How the hex values in an image file is used to form an image? - bijoyjoseph

Does the pixels in the image represents different colors which when arranged in some manner forms a meaningful image? If an image has a resolution of 500x500 pixels then does that mean the image file has 10000 hex values in it with each hex values representing different shades of colors? How a color is assigned to a specific hex value?<p>Is there a tool which would display the image when I enter some random hex values in a file and save it in any of the numerous image file formats?
======
RNeff
Current LCD screens have three colors per pixel, Red, Blue, and Green (RGB).
Common graphics chips store the three colors as eight bits (byte) each, so 24
bits per pixel. So a 500 by 500 pixel image would have 3 by 500 by 500 bytes
or 750,000 bytes. The Windows BMP format stores images this way.

GIF files reduce the number of colors to 256 by using a table in the file that
has 256 entries of 3 bytes. The image is reduced to one byte (an index to the
table) for each pixel. Then that is heavily compressed.
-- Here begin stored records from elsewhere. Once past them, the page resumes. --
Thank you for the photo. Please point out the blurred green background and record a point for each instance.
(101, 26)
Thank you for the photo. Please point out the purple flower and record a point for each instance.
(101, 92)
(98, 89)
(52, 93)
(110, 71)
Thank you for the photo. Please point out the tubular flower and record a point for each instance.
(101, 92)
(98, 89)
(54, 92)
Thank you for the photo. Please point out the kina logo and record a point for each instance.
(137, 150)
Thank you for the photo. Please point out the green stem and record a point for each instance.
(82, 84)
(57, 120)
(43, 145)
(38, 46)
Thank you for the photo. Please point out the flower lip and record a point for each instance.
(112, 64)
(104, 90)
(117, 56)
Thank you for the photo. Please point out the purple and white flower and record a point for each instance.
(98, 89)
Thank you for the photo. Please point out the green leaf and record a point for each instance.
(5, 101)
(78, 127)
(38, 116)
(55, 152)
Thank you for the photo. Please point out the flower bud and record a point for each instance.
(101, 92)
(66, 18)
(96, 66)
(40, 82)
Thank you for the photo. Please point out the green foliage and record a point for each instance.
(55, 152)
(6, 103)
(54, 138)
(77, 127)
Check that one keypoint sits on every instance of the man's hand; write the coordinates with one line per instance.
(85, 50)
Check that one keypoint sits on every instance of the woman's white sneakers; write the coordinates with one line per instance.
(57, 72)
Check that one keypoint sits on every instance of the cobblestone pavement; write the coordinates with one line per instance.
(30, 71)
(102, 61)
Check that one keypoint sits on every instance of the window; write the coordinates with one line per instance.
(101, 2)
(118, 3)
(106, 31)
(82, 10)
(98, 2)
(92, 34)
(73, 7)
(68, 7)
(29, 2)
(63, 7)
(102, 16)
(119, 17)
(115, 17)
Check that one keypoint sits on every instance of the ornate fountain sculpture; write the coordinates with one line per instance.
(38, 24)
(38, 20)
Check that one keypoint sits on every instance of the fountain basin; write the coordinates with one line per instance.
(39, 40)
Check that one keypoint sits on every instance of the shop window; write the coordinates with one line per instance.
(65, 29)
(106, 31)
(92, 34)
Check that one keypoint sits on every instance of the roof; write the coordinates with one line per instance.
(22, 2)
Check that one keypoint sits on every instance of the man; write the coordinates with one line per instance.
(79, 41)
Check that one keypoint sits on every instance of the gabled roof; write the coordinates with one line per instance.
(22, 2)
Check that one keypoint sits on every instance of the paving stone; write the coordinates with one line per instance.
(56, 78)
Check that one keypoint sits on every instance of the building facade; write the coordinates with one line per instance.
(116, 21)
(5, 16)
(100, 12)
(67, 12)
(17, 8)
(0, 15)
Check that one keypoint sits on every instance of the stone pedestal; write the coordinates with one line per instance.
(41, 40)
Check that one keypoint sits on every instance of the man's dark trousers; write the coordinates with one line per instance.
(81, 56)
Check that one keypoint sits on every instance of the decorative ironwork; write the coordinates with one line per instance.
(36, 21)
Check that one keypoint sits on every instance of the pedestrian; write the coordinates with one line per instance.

JPG (simplistic description) stores the difference between pixels, losing some
quality.

GIMP is a free, open source image manipulation program. One feature is a color
picker where you can enter RGB values by slider or hex value. Then you can
draw lines, dots, etc in that color. It can export the resulting image in many
different file formats.

All of the other image or photo editing software has this feature.